“The US Central Bank Continues to Expert the Fed Feds Rate to End 2025 AT 3.9%, or Roughly Two Rate Cuts by Year-End.”, – WRITE: www.coindesk.com
The Fed’s Quarterly Economic Projects, Thought, Showed a Sharp Decline in Experts for Economic Growth, with The GDP Increase In 2025 NOW Seen at Just 1.7% Versus 2.1%. The Growth Outlooks for 2026 and 2027 Were Trimmed As Well.
“UNCERTAINTY AROUND OF THE ECONOMIC OUTLOOK HAS INCREASED,” The FED SAID IN ACCOMPANY STATEMENT, WHICH IS LIKELY A REFERENCE TO THE TUMULT SURROUNDING The TARIFF REGIFF REGIMEE
Alongside Slowing Growth, Core Pce Inflation Is Now Seen at 2.8% This Year Versus The Previos 2.5% Project. The Core Inflation Outlooks for 2026 and 2027 Were Left at 2.2% and 2.0%, Respectively.

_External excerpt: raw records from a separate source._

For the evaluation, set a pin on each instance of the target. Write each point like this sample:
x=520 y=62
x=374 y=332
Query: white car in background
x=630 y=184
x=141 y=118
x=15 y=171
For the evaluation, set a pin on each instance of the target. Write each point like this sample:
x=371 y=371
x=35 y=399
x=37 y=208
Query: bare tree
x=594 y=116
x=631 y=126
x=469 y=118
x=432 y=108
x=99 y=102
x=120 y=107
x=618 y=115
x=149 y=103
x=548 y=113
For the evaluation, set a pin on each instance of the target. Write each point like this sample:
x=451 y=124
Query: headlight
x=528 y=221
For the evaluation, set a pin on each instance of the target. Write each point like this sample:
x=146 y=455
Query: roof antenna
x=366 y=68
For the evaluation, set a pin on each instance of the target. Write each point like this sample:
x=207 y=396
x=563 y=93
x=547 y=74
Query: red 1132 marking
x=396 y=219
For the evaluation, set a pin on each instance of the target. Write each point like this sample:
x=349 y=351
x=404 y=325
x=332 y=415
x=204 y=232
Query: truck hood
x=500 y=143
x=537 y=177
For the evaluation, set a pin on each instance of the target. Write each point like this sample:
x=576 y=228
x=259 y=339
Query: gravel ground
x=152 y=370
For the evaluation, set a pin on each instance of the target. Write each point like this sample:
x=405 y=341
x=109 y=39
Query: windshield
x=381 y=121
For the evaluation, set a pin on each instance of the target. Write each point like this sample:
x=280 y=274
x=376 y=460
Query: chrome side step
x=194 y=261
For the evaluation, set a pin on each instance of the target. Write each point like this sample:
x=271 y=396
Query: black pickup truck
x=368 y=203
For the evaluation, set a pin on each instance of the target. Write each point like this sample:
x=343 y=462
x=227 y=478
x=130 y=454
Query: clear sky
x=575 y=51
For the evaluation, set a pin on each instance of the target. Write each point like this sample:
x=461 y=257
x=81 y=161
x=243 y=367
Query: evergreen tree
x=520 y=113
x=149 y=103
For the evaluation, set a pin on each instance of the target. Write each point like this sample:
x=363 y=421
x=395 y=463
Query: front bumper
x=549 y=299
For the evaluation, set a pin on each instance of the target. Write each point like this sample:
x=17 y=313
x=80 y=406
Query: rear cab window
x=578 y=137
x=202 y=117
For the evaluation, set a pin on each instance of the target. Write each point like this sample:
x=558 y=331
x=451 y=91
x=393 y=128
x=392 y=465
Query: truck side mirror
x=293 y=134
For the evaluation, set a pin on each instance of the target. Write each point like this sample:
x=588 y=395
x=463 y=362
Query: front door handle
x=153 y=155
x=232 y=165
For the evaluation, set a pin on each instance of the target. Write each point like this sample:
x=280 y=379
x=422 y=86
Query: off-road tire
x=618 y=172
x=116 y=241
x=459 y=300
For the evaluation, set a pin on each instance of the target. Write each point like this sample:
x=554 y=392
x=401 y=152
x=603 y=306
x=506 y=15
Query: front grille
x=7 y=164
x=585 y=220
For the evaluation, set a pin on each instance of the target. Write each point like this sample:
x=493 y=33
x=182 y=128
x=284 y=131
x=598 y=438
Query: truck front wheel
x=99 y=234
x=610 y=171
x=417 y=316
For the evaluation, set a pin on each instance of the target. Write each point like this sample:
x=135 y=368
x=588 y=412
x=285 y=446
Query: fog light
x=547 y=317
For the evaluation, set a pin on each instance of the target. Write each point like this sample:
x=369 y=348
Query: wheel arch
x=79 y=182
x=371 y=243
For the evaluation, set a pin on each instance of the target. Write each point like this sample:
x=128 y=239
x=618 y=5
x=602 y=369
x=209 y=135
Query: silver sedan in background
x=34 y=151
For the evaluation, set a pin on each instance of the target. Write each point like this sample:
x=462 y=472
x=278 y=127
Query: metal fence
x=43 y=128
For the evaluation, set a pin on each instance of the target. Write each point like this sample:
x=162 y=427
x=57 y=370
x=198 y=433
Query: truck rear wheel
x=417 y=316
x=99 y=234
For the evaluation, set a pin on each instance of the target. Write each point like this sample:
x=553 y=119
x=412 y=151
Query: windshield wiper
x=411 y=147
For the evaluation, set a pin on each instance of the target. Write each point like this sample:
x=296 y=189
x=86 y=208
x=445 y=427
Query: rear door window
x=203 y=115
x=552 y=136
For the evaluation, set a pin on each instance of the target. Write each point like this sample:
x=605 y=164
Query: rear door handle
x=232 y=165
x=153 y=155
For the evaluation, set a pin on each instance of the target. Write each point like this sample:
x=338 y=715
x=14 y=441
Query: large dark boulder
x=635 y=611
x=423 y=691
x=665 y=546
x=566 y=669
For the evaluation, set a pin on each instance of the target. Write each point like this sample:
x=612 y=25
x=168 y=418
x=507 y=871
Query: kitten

The “Dot Plot” – Showing Fomc Members’ Outlooks for Whotest Rates Might Beaded – Still Sees the Fed Feds Rate Ending this Year at 3.9%, The Same As December’s Forecast. The ending Fed Funds for Rates for 2026 and 2027 Continue to be Project at 3.4% and 3.1%, Respectively.
The Fed Also Said It Wuld Begin to Slow The Pace of Securities Runoff from Its Balance Sheet-So-Called Quantitative Tightling-Beginning on April 1. The Decline in Treasury Billion from $ 25 Billion Previoously.
Bitcoin (BTC) Was volatile in the minutes immediatally following the release, But Headed Lower at Press Time to $ 83,500 Against Just Above $ 84,000 Prior To The News.
US Stocks Continue to Hold Solid Gains and the 10-Year Treasury Yield Has Dipped Two Basis Points to 4.28%. Gold, The Star of Late Among Asset Classes, Remains Near A Record High At $ 3,048 per OUNCE.
Risk Assets Have Been Beaten Down Over The Past Few Weeks as Mounting Concerns Over President Trump’s Tariff’s Tariff Threats and Its Perceived Impact on Inflation And Economic Growth. The Fed Turning Hawkish at the December and January Meetings Also Quashed Heps of Looser Financial Conditions for the Near-Term, Posing Headwinds for Cryptocurrencies and Stocks.
Fed Chair Jerome Powell Will Speak at 2:30 PM Eastern Time (18:30 UTC) with Traders Monitoring the Press Conference for Further Clues of Policymakers’ Outlook on Monetary Policy.